Personnel: Bud Shank (alto saxophone, flute); Laurindo Almeida (guitar); Gary Peacock (bass); Chuck Flores (drums).
Reissue producer: Michael Cuscuna.
Recorded in Los Angeles, California from April 15-22, 1953. Originally released on Pacific Jazz (1204) except #7 which was released on Pacific Jazz (JWC-500). Includes liner notes by Pete Welding.
All tracks have been digitally remastered.
In 1953, the West Coast studio reedman Bud Shank created a first by going into the studio with the Brazilian master guitarist Laurindo Almeida. A good eight years before Stan Getz conducted a similar experiment called JAZZ SAMBA (with non-Brazilian guitarist Charlie Byrd), Shank and Almeida produced a natural-born musical hybrid that still sounds startlingly contemporary today.
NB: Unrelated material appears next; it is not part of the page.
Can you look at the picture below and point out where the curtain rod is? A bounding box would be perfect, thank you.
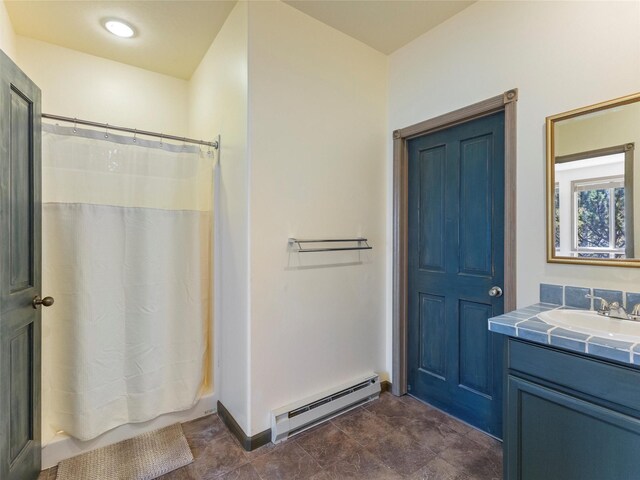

There aren't too many 1953 jazz albums about which one could make the same claim.
The two musicians stick with mainly Brazilian material, featuring such highly regarded pre-bossa nova composers as Ary Barroso, Luis Gonzaga, and Pixinguinha. The only stateside detour is in the company of the romantic standards "Stairway to the Stars" and Kurt Weill's "Speak Low," both of which sound perfectly at home in this context, thanks to Almeida's incredible fluency and Shank's unmannered, freshly conceived improvisations.